Plaintiff contends that Louisiana law confers personal jurisdiction over the defendant because the defendant was personally served while present in Louisiana pursuant to LSA-C.C.P. Art. 6. Plaintiff contends that the service of process within the state is alone sufficient to satisfy due process standards.
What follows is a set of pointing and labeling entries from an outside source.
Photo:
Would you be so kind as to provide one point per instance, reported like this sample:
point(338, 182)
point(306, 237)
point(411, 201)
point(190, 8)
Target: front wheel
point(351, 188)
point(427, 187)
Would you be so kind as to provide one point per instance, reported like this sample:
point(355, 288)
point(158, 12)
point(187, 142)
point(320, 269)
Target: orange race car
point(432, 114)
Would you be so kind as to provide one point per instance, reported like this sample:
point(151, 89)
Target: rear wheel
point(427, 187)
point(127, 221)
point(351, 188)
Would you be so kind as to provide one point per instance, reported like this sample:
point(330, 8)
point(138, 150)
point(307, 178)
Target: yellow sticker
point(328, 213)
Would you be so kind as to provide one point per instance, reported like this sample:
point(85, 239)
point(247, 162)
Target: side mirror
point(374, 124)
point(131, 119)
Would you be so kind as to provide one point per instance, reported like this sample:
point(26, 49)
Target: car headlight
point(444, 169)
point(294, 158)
It has long been well established law in the State of Louisiana that a resident of this state has the right to sue a nonresident on any cause of action, and, if personal service of citation can be obtained on the nonresident anywhere in the state, the resident can secure a personal judgment against him. Roper v. Brooks, 201 La. 135, 9 So.2d 485 (1942); Gamburg v. Ray, 167 La. 863, 120 So. 480 (1929). This principle of law was addressed in the classic case of Pennoyer v. Neff, 5 Otto 714, 95 U.S. 714, 24 L.Ed. 565 (1878), which set out two jurisdictional principles. First, every state possesses exclusive jurisdiction and sovereignty over persons and property within its territory; and second, no state can exercise direct jurisdiction over persons or property outside its boundaries. The force of the latter principle was drastically diminished by the minimum contacts standard established by International Shoe v. Washington, 326 U.S. 310, 66 S.Ct. 154, 90 L.Ed. 95 (1945) and in other "Long-Arm Statute" cases which have subsequently followed. The question left specifically unanswered by the Supreme Court is the extent to which the court's interpretation of the Due Process Clause has altered the first principle of Pennoyer that a state possesses exclusive jurisdiction and sovereignty over those persons found within its borders.

The Due Process Clause of the Fourteenth Amendment operates as a limitation on the jurisdiction of state courts to enter judgments affecting rights or interests of nonresident defendants. Shaffer v. Heitner, 433 U.S. 186, 97 S.Ct. 2569, 53 L.Ed.2d 683 (1977). A valid judgment imposing a personal obligation or duty in favor of the plaintiff in a child support action may be entered only by a court having jurisdiction over the person of the defendant. Pennoyer v. Neff, supra; Imperial v. Hardy, 302 So.2d 5 (La.1974).

The United States Supreme Court has set forth two requirements of the due process clause for the existence of in personam jurisdiction. First, the existence of personal jurisdiction depends upon the presence of reasonable notice to the defendant that an action has been brought. Mullane v. Central Hanover Trust Co., 339 U.S. 306, 70 S.Ct. 652, 94 L.Ed. 865 (1950). And secondly, there must exist a sufficient connection between the defendant and the forum state such that traditional notions of substantial justice and fair play are not offended by requiring defense of the action in the forum. Kulko v. Superior Court of California, 436 U.S. 84, 98 S.Ct. 1690, 56 L.Ed.2d 132 (1978); Milliken v. Meyer, 311 U.S. 457, 61 S.Ct. 339, 85 L.Ed. 278 (1940).